Sindikat pengedar ganja asal Aceh di Surabaya kembali berhasil diungkap jajaran Polda Jatim. Sebelumnya pada bulan lalu puluhan kilogram ganja asal Aceh ditemukan di Kampus Untag, kini Polsekta Gubeng berhasil menangkap empat pengedar asal Aceh dengan barang bukti 6,25 kilogram ganja kering.
Keempat tersangka berikut barang bukti kini ditahan di Mapolsekta Gubeng. Mereka adalah Abdul Ghofur, 23, asli Lhokseumawe, beralamat di Pakis Aji Malang; Nasarudin, 31, asal Bireun, tinggal di Pakis Aji; Anwar alias Anri, 25, asal Pidie, tinggal di Jalan Bulak Banteng Surabaya; dan Musrizal, 25, kelahiran Aceh Utara, beralamat di Jalan Kupang Krajan.
Terungkapnya sindikat ganja asal Aceh ini tak lepas dari partisipasi masyarakat yang memberikan informasi ke polisi. Semula, seperti pengakuan Kapolsekta Gubeng AKP Sucahyo Hadi, informasi tersebut tak dipercayai polisi, sebab selama ini tak ada peredaran ganja di daerah Kupang Krajan. "Awalnya, kami tak percaya. Sebab, tidak pernah ada kabar peredaran ganja di daerah itu," kata AKP Sucahyo Hadi.

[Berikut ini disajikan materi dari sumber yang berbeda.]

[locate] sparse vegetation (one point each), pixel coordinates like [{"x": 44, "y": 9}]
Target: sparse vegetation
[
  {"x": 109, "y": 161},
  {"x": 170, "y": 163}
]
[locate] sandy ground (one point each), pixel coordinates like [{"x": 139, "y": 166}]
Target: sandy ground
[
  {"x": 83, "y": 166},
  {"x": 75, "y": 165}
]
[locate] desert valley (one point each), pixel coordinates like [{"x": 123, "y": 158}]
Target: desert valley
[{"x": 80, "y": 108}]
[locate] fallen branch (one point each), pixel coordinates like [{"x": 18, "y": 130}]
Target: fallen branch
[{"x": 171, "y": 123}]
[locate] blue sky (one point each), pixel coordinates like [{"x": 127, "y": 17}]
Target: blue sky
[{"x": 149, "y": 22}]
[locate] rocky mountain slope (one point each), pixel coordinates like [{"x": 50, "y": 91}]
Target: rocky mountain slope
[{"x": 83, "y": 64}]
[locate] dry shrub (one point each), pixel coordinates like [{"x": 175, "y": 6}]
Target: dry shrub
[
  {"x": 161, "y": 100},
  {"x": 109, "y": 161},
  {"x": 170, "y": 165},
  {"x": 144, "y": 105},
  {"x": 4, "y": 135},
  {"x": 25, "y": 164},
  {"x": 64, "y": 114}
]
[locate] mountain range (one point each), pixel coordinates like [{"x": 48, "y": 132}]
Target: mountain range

Informasi tersebut menyatakan bahwa Musrizal yang kesehariannya bekerja sebagai tabib pengobatan alternatif di Kupang Krajan mampu menyediakan pesanan ganja dalam jumlah besar, dengan harga Rp3,5 juta per kilogram. Lalu anggota Polsekta Gubeng menyamar sebagai pembeli dan ingin melakukan transaksi. "Kami mencoba transaksi. Ternyata, dia benar-benar sanggup menyiapkan ganja kering siap isap," ungkap Sucahyo tentang awal penangkapan tersebut.
Dari tangan Musrizal, polisi menyita seperempat kilogram ganja. Ketika diintrogasi Musrizal coba berbelit-belit, namun akhirnya dia buka mulut juga tentang jaringannya. Kepada polisi, dia mengaku kerap kulakan ganja dari Nasarudin dan Ghofur yang tinggal di Malang.
Berdasarkan informasi dari Musrizal, polisi lantas menyiapkan strategi jebakan agar mereka mau membawa ganja ke Surabaya. Namun, untuk menyiapkan pesanan ganja tersebut, Nasarudin dan Ghofur mengaku akan kulakan ganja terlebih dulu di kawasan Muncar, Banyuwangi. "Kami turuti saja dulu. Begitu masuk Terminal Purabaya dengan bus jurusan Banyuwangi-Surabaya, mereka langsung kita sergap," jelas Sucahyo dengan bangga atas keberhasilannya itu.
AKP Sucahyo juga menceritakan bagaimana sulitnya menjebak sindikat ganja asal Aceh itu. Agar tak dicurigai, polisi mesti harus meminta bantuan rekan-rekannya yang pintar bahasa lokal Aceh. "Kebetulan, kami punya banyak kenalan polisi asal Aceh. Kami minta bantuan mereka menerjemahkan," terang perwira pertama tersebut. Misalnya, ingin memesan enam kilogram ganja, polisi mengirimkan pesan: Teuku, saya pesan enam debuh (daun ganja, Red).
Ketika akan bertransaksi, Sucahyo menambahkan, dalam bus itu ternyata tidak hanya ada Nasarudin dan Ghofur. Tapi, mereka juga mengajak seorang rekannya asal Aceh yang tidak lain adalah Anwar, warga Aceh yang tinggal di Jalan Bulak Banteng. Dalam jaringan tersebut, ternyata peran Anwar sama seperti Musrizal. "Mereka ini satu rangkaian dan kerap kali meracuni Surabaya dengan daun memabukkan itu," terangnya. Enam kilogram ganja yang dibawa tiga orang tersebut disimpan dalam ransel.
Setelah keempat sindikat ini berhasil diintrogasi, polisi mendapat gambaran yang cukup bagaimana daun memabukan tersebut masuk ke Surabaya. Mereka mengatakan, dari Aceh, ganja itu diselundupkan lewat jalur laut melalui Pelabuhan Muncar dengan jasa kapal-kapal nelayan. "Di pelabuhan tradisional pengawasannya lemah," kata Sucahyo. Nasarudin dan Ghofur membeli ganja yang baru turun dari kapal seharga Rp 2,2 juta per kilogram. Musrizal lantas membelinya seharga Rp 2,8 juta per kilogram. "Jadi, keuntungannya berlipat-lipat," ujar Sucahyo.